Michael Markey
Veteran
Not had a TV for years so I tend to watch YouTube instead. The photography channels are always interesting. Different points of view and all that. The latest from Alex Barrera has caused a bit of a stir .
While I often like what Theoria Apophasis has to say about lenses well enough, I find it hard to watch him. His constant manic giggling and intense and constant use of gratuitous profanity bores me. Swearing is fine if it has a purpose, but when every second word is a swear word it just becomes an annoying affectation.
EDIT: (oops, I now see that I have written something very similar to this in a previous post on this thread. Well, at least I am consistent! 🙂 )
I read that English is the subtlest of languages. Where else will you find the differences between boyish and puerile? Puerile is not working for me. boyish barely. In adults. In children it is normal. It is not normal in adults.

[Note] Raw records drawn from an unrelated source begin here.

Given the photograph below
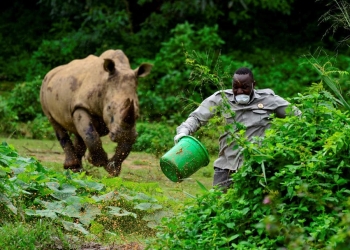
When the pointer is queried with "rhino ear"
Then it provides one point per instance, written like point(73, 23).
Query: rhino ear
point(109, 66)
point(143, 70)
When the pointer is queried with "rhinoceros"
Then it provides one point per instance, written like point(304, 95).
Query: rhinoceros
point(90, 98)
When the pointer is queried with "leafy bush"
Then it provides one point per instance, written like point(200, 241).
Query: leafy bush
point(292, 191)
point(154, 138)
point(24, 101)
point(74, 202)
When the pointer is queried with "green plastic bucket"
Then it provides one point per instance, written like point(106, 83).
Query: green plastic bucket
point(184, 159)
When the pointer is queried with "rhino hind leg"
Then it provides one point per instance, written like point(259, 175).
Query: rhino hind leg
point(121, 153)
point(79, 146)
point(72, 161)
point(87, 132)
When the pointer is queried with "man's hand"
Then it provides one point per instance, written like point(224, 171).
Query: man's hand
point(178, 137)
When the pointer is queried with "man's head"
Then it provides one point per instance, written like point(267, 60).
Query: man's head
point(243, 82)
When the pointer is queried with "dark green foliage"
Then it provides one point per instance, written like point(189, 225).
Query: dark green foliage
point(24, 101)
point(154, 138)
point(292, 191)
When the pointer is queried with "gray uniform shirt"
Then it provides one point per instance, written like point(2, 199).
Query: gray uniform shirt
point(254, 115)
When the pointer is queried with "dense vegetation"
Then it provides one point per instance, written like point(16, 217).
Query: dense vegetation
point(298, 188)
point(297, 196)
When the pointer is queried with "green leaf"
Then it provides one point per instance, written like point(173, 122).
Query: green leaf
point(42, 213)
point(148, 206)
point(203, 188)
point(5, 200)
point(74, 226)
point(117, 211)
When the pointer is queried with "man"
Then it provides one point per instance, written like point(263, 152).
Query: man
point(250, 107)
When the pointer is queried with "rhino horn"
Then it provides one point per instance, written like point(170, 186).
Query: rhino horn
point(128, 113)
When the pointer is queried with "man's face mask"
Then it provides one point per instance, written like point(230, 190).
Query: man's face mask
point(243, 98)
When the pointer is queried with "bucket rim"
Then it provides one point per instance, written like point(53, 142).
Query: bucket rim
point(199, 143)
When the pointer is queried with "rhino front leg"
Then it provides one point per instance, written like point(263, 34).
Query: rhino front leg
point(115, 163)
point(72, 161)
point(85, 128)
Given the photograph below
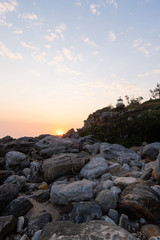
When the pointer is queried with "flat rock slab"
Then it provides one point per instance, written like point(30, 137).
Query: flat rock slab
point(93, 230)
point(18, 207)
point(140, 200)
point(95, 168)
point(118, 152)
point(123, 182)
point(63, 164)
point(62, 194)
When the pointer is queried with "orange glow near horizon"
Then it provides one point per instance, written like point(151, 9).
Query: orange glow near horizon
point(59, 132)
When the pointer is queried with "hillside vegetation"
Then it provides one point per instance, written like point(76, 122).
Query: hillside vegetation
point(129, 126)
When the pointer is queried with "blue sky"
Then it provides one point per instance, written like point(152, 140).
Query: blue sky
point(62, 60)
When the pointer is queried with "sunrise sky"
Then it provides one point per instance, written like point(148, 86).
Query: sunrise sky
point(61, 60)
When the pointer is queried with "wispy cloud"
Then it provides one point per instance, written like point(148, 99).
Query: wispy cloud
point(94, 9)
point(39, 57)
point(58, 33)
point(113, 2)
point(28, 16)
point(67, 54)
point(111, 36)
point(8, 6)
point(18, 31)
point(144, 50)
point(79, 4)
point(89, 42)
point(47, 46)
point(156, 71)
point(5, 52)
point(65, 69)
point(4, 23)
point(30, 46)
point(57, 59)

If I want advice on cameras, lenses or photography I will seek it from an adult, not a boisterous buffoon from whose verbiage facts and information must be dug out. Buffoonery has its places. In comedy not fact or information reporting. As always, YMMV.

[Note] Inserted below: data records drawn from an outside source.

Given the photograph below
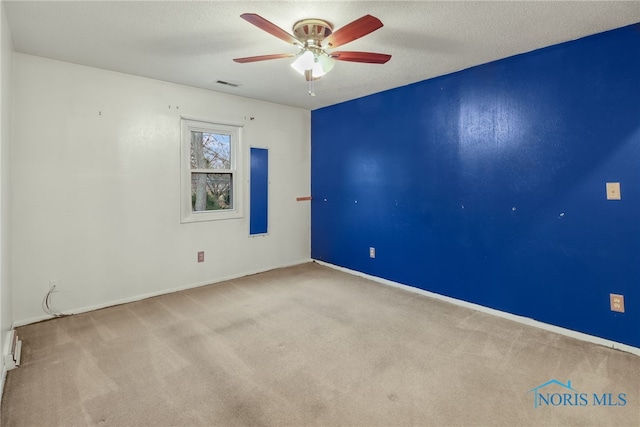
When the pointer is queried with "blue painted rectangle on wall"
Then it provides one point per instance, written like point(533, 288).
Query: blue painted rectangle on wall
point(259, 191)
point(488, 185)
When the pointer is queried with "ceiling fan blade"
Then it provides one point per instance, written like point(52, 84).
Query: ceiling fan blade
point(264, 57)
point(270, 28)
point(352, 31)
point(367, 57)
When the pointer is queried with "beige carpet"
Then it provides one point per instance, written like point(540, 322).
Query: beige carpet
point(307, 346)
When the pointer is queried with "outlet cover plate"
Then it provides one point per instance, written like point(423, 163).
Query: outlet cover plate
point(613, 191)
point(617, 302)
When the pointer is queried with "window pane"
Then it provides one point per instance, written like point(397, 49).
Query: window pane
point(211, 191)
point(210, 150)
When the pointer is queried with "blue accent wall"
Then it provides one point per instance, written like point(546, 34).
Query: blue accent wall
point(488, 185)
point(259, 191)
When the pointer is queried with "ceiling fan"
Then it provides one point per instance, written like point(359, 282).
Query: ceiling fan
point(314, 37)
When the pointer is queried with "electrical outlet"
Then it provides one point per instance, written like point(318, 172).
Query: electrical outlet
point(617, 302)
point(613, 191)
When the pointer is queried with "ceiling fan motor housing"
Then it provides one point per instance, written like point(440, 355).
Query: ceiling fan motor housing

There you went and did it! You got me on my language soapbox.
English has an unusually extensive vocabulary, and therein may lie its greatest asset for subtlety of expression. On the other hand, English syntax (often referred to somewhat inaccurately as "grammar") is pretty simple, if a bit quirky. It is rather ambiguous, while extremely flexible.
Other languages have more complex syntax, which allows them to express things syntactically that are utterly impossible in English. We can sometimes approximate them with added verbage - sometimes a word, sometimes a phrase, and sometimes a whole sentence.
Romance languages have far more evolved verb systems than English that express subtleties that English is often incapable of translating. Iberian Romance languages have two verbs for "to be," with which one can do truly wonderful things!